I really liked that Hater is about an average guy - he's certainly no hero, and as the story progresses, his family become increasingly paranoid even of each other - snapped words and sharp looks caused by living in such a stressful environment begin to push them closer to turning on each other.
Hater is an addictive read and certainly has the one-more-chapter feel, right up until the twist and climax which went in a direction that I certainly wasn't expecting. It's fabulously unpredictable and I'd love to tell you more about it, but it's difficult without giving important parts of the story away.
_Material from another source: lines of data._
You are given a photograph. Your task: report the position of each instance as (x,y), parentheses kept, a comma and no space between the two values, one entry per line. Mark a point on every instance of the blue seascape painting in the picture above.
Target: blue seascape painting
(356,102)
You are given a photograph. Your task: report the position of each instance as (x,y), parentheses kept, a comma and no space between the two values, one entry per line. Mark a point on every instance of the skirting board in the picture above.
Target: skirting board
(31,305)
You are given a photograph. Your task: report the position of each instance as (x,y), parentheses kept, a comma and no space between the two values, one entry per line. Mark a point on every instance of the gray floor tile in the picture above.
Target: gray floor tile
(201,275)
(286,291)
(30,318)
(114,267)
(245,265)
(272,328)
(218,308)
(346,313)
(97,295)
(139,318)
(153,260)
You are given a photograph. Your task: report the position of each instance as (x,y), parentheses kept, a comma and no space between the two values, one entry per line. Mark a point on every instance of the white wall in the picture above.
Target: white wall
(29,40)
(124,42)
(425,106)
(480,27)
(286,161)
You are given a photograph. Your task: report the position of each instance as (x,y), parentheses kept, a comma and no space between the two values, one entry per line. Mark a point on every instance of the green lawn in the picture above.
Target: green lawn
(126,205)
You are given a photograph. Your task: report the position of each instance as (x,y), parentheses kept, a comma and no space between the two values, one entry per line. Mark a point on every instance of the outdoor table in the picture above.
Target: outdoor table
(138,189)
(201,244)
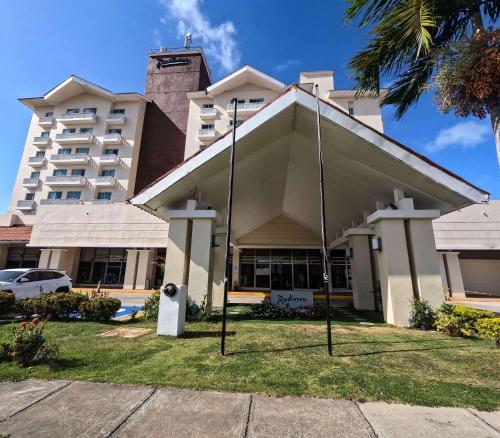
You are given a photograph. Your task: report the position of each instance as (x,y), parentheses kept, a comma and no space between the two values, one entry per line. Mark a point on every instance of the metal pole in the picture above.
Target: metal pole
(326,257)
(234,101)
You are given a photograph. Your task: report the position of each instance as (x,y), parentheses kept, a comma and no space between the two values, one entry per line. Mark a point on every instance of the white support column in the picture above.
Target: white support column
(361,268)
(200,266)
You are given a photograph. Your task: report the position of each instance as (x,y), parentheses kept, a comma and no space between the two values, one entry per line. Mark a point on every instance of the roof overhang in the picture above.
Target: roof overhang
(276,169)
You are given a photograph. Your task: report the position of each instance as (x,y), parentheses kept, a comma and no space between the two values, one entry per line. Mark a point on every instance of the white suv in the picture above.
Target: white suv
(29,282)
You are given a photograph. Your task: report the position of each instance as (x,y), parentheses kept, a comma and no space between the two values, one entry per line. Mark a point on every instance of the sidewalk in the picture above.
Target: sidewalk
(83,409)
My only reason for not giving it a full five star rating is that the characters can be a little unlikable and there are a few periods of what I can only call repetitive whinging. But otherwise Hater is an intense and extremely tense read, and David Moody holds absolutely nothing back.
HATER begins as most apocalypses do--before it begins. Our main character, Daniel, is a government worker who hates his job, hates his position in life and is constantly having to deal with his oftentimes-overbearing children. He and his wife's relationship is suffering, his relationship with his father-in-law in less-than-stellar, and his overall quality of life is suffering due to his living situation. A house too small, a job too mundane, and a family almost in constant turmoil serves to make life one thing--misery.
However--when a calamity strikes the world, thrusts the populace head-over-heels and creates a violent strain of violent outbreaks that may or may not be disease-related, Daniel, and his family's, world changes--for the worse.
HATER is everything that anyone could ever want in an apocalypse novel. Fast-paced, intense, visceral--there's no lack of violence and tension in this book. It moves at a breakneck pace that makes it almost impossible to put down. I found myself glued to my seat (while at the airport) and transfixed (while reading before bed) at the brutal world that David Moody created in HATER. The speed of which the novel moves is, in my opinion, probably the best thing about it. Unlike a lot of apocalypse novels, which slow to a low lull in order to introduce certain aspects of the apocalyptic scenario, HATER never stops. The world, and the condition it is in, is quickly revealed in a rapid-fire succession, making the book constantly exciting and engrossing. My only qualm about the book is more of a personal one than one that stabs at Mr. Moody's writing. There comes a point in the novel where we are introduced to a Hater's psychology, and though the transformation from one who's Hated into a Hater seems to be a quick and sudden process, the act in which it happens is never really explained. As someone who loves reading about that sort of transformation, I would have loved to see that expanded upon. That still may happen in book 2 and 3 though, so I'm not going to discount it as a possibility.
In a nutshell, HATER is brilliant. Fast-paced, utterly-engrossing, absolutely-terrifying--this book is impossible to put down. A definite to-read for any apocalyptic fiction fan.